Molecular Modelling of NONO and SFPQ Dimerization Process and RNA Recognition Mechanism

NONO and SFPQ are involved in multiple nuclear processes (e.g., pre-mRNA splicing, DNA repair, and transcriptional regulation). These proteins, along with NEAT1, enable paraspeckle formation, thus promoting multiple myeloma cell survival. In this paper, we investigate NONO and SFPQ dimer stability, highlighting the hetero- and homodimer structural differences, and model their interactions with RNA, simulating their binding to a polyG probe mimicking NEAT1guanine-rich regions. We demonstrated in silico that NONO::SFPQ heterodimerization is a more favorable process than homodimer formation. We also show that NONO and SFPQ RRM2 subunits are primarily required for protein-protein interactions with the other DBHS protomer. Simulation of RNA binding to NONO and SFPQ, beside validating RRM1 RNP signature importance, highlighted the role of beta 2 and beta 4 strand residues for RNA specific recognition. Moreover, we demonstrated the role of the NOPS region and other protomer's RRM2 beta 2/beta 3 loop in strengthening the interaction with RNA. Our results, having deepened RNA and DBHS dimer interactions, could contribute to the design of small molecules to modulate the activity of these proteins.

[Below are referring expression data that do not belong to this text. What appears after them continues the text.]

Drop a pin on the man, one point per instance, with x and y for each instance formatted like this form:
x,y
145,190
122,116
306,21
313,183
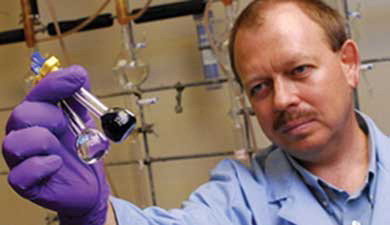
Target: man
x,y
328,164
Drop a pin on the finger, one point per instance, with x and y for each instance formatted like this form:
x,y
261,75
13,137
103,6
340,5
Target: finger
x,y
26,178
59,85
29,114
34,141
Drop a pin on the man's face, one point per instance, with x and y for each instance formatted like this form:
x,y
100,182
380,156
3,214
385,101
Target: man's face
x,y
299,88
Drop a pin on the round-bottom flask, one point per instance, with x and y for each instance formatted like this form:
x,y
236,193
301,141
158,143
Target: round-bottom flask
x,y
91,145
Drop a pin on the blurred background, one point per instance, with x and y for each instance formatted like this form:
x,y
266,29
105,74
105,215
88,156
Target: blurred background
x,y
190,111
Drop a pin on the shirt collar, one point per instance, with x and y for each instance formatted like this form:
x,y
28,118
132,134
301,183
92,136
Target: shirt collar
x,y
314,182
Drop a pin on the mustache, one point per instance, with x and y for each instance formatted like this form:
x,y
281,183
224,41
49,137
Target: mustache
x,y
284,117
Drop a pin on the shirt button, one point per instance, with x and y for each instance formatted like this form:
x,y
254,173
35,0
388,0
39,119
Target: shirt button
x,y
355,222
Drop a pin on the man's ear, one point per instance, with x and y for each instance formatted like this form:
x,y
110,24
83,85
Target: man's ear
x,y
350,62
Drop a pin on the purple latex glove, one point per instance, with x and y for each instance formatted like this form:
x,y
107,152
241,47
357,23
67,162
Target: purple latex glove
x,y
39,150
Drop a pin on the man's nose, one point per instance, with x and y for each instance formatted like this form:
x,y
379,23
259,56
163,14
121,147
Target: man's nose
x,y
285,94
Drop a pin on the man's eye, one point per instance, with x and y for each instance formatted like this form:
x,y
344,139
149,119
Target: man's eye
x,y
258,89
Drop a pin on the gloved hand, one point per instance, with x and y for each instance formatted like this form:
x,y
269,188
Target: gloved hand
x,y
39,150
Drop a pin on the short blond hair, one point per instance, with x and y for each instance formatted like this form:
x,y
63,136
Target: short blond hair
x,y
329,19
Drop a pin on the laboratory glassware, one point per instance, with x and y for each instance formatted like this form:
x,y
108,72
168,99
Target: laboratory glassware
x,y
91,145
117,123
130,69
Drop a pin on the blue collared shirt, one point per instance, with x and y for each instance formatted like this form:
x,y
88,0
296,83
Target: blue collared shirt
x,y
343,208
271,192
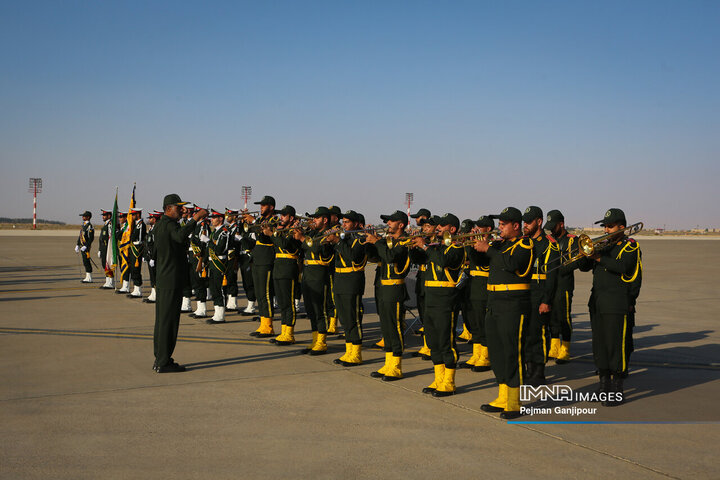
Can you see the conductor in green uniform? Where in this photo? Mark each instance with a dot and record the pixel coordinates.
(170, 244)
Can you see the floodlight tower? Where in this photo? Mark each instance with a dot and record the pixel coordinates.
(35, 187)
(409, 199)
(246, 193)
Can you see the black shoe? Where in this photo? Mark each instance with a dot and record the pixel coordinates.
(490, 408)
(170, 368)
(438, 393)
(481, 368)
(510, 415)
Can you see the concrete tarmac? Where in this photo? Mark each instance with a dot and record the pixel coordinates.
(79, 398)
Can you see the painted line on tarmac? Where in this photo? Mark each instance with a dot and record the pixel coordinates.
(134, 336)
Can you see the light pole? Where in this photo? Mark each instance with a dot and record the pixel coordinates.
(409, 199)
(246, 193)
(35, 187)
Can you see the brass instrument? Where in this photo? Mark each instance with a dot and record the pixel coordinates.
(587, 247)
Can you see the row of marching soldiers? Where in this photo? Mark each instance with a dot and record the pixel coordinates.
(515, 301)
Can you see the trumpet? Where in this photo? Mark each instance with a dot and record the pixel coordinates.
(587, 247)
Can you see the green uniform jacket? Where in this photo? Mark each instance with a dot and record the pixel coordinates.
(613, 276)
(170, 244)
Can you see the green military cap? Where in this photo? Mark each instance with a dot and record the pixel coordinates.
(485, 221)
(319, 212)
(509, 214)
(266, 200)
(466, 225)
(613, 216)
(450, 219)
(173, 199)
(351, 215)
(287, 210)
(423, 212)
(532, 213)
(554, 217)
(396, 216)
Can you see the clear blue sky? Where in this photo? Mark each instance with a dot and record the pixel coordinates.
(473, 106)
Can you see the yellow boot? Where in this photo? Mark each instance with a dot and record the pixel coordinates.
(288, 338)
(512, 409)
(439, 375)
(394, 371)
(554, 347)
(447, 387)
(424, 352)
(483, 361)
(563, 352)
(312, 344)
(265, 329)
(472, 361)
(332, 328)
(320, 347)
(381, 371)
(465, 335)
(344, 358)
(499, 404)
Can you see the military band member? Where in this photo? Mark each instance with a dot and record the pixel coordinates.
(542, 293)
(199, 265)
(135, 255)
(234, 227)
(104, 245)
(171, 243)
(263, 257)
(614, 270)
(392, 292)
(349, 286)
(479, 271)
(508, 309)
(316, 278)
(285, 273)
(444, 267)
(560, 315)
(218, 247)
(151, 254)
(85, 239)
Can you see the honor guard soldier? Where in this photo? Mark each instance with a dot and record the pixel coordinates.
(349, 286)
(479, 271)
(231, 222)
(614, 268)
(391, 291)
(171, 244)
(316, 278)
(263, 257)
(137, 245)
(150, 254)
(104, 244)
(335, 216)
(542, 293)
(85, 239)
(199, 274)
(444, 267)
(218, 247)
(560, 315)
(508, 309)
(285, 273)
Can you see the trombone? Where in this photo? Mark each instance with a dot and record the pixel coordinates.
(587, 247)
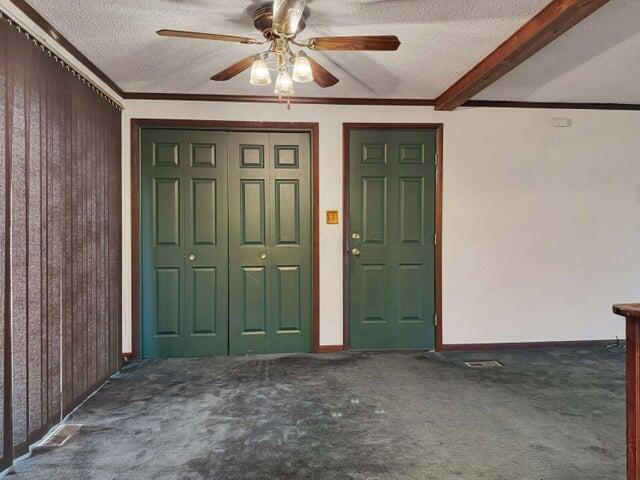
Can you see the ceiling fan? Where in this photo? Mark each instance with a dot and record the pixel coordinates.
(280, 22)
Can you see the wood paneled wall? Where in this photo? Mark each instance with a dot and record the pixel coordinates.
(60, 220)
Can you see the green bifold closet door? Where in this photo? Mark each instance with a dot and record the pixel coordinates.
(391, 239)
(225, 242)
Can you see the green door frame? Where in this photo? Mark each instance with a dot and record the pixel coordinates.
(346, 173)
(136, 125)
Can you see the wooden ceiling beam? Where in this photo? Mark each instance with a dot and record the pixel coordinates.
(551, 22)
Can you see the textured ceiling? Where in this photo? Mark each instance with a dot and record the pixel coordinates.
(441, 40)
(597, 61)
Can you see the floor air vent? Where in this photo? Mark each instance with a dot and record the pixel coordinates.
(483, 364)
(58, 437)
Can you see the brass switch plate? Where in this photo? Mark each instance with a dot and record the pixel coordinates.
(332, 217)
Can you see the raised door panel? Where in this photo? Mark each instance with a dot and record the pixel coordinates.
(372, 295)
(411, 210)
(288, 307)
(287, 212)
(374, 210)
(166, 207)
(167, 298)
(254, 300)
(204, 215)
(205, 295)
(252, 212)
(411, 296)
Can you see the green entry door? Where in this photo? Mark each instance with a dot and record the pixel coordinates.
(270, 242)
(184, 240)
(391, 242)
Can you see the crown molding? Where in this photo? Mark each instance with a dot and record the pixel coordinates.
(56, 36)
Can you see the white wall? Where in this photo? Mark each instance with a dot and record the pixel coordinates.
(541, 229)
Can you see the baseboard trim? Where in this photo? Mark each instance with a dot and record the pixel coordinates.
(330, 348)
(472, 347)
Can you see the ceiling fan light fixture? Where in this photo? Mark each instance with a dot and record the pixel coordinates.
(302, 72)
(260, 72)
(284, 84)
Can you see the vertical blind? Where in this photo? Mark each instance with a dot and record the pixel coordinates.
(60, 238)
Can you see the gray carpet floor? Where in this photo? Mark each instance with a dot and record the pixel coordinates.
(545, 415)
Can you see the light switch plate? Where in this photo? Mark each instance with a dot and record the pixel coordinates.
(332, 217)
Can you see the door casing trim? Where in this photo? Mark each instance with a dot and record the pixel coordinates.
(138, 123)
(346, 172)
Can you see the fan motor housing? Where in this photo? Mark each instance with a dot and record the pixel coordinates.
(263, 19)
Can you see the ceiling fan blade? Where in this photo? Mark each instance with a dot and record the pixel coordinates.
(377, 42)
(287, 15)
(321, 75)
(205, 36)
(233, 70)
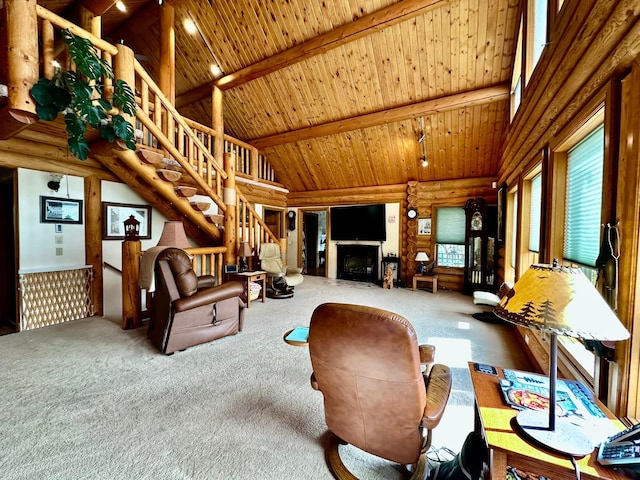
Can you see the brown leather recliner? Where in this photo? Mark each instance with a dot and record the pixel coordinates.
(188, 310)
(367, 364)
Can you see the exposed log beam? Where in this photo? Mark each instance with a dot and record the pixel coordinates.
(383, 18)
(98, 7)
(138, 23)
(428, 107)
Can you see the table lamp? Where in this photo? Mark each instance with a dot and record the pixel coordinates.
(558, 300)
(244, 251)
(421, 257)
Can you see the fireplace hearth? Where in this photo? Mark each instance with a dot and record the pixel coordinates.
(358, 262)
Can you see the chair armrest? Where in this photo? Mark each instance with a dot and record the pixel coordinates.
(206, 281)
(427, 354)
(438, 387)
(209, 295)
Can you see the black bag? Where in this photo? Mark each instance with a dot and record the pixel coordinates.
(467, 465)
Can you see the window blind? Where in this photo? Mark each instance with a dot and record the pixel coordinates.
(450, 225)
(534, 213)
(584, 199)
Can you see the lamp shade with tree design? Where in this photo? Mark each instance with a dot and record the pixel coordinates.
(558, 300)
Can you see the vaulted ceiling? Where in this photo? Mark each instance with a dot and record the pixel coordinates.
(334, 92)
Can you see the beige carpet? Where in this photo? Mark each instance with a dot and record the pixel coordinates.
(87, 400)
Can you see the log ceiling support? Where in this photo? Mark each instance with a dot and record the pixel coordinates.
(98, 7)
(428, 107)
(22, 68)
(383, 18)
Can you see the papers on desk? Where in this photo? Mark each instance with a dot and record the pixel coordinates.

RNA-mimetics, able to selectively bind to NONO and/or SFPQ RNA-recognition site, could impair paraspeckle formation, thus representing a first step towards the discovery of drugs for multiple myeloma treatment.

Automated summary

Researchers investigated the stability of NONO and SFPQ dimers, finding that heterodimerization is more favorable than homodimer formation; they also found that the RRM2 subunits of NONO and SFPQ are primarily required for protein-protein interactions with other DBHS protomers; their findings could contribute to the design of small molecules to modulate the activity of these proteins.